The defendant in this case along with one other was charged with a number of counts of converting set-top boxes. Then using them as articles in the use for fraud. The prosecution alleged that as a direct result of this criminal activity the defendant had benefited by converting these amounts resulting in the serious charge of converting, transfer of criminal property in contribution of section 327 of the Proceeds of Crime Act 2002 to the value of over £250,000. If convicted the defendant was looking at a lengthy custodial sentence. As a result of Ashmans attention to detail in this complex case which involved substantial computer evidence.

We along with the expert barrister instructed managed to get the more substantial charge dropped. This, therefore, resulted in receiving a custodial sentence being mitigated even further. Prior to the sentence hearing we prepared a lengthy mitigation statement to be used by the instructed barrister which further identified flaws in the prosecutions opening. By utilising the lengthy mitigation statement, the instructed barrister brought all these matters to the attention of the sentencing Judge. After the lengthy mitigation, the defendant received a suspended sentence. We are wholeheartedly sure that had such attention not been given to this complex case the difference in sentencing may well have been vast.

Section 327 of the Proceeds of Crime Act 2002

The principal money laundering offences in sections 327 to 329 of POCA are very broadly worded and in essence prohibit doing anything with assets, including merely possessing them, where such assets are or represent the “proceeds of crime”. Assets include money and “pecuniary advantages”. It should be noted that the offences are committed where the person dealing with the assets either knows or even merely suspects their criminal origin (which makes them “criminal property” for the purposes of POCA).

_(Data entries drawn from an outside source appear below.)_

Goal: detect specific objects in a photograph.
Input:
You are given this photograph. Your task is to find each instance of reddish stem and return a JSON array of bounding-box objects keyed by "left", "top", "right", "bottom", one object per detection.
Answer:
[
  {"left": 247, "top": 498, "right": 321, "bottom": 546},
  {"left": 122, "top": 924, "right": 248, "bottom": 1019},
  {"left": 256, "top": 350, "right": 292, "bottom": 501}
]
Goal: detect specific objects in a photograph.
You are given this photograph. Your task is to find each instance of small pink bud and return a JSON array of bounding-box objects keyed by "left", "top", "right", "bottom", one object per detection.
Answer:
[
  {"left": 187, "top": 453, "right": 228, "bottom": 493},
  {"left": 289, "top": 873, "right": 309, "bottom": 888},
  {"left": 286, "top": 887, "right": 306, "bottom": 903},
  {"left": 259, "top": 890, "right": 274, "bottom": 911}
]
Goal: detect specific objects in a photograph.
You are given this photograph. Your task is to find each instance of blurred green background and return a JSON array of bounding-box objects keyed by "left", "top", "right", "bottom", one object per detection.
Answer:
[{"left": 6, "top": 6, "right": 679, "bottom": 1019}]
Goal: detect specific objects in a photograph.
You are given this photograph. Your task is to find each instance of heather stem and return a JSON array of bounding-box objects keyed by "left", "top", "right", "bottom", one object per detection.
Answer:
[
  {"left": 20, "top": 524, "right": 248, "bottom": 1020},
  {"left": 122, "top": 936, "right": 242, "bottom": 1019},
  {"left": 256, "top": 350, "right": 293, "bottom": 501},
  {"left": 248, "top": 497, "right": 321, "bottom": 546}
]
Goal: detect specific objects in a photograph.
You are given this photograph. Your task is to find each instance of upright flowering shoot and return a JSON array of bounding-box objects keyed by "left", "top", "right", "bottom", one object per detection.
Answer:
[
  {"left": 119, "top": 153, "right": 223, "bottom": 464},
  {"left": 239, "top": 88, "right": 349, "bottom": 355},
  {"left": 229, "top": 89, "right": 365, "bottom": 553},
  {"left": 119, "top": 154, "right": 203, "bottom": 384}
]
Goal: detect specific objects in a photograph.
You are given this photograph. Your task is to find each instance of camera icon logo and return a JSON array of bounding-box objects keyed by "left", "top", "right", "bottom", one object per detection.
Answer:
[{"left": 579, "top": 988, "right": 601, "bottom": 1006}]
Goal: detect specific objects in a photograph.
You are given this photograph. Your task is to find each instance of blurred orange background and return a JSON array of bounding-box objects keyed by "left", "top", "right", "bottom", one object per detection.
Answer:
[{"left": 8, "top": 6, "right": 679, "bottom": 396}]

Under a recent controversial Court of Appeal case, the UK courts decided they have universal jurisdiction to try any allegation of money laundering wherever and by whomever it is said to have been committed. Later sections of POCA create offences specific to the regulated sector, which is also subject to requirements under MLR, for instance to perform “Anti Money Laundering” (AML), Customer Due Diligence (CDD) and “Know Your Customer” (KYC) procedures, especially where there are considered to be heightened risks including the involvement of “Politically Exposed Persons” (PEPs). The effect of this is that banks, accountants and others are obliged to research their customers and submit a suspicious activity report (SAR) to the National Crime Agency (NCA) where there is a “reasonable cause” for suspicion or face criminal sanctions in default. Importantly, POCA also criminalises “tipping off” the subject of a SAR and prejudicing any investigation into them.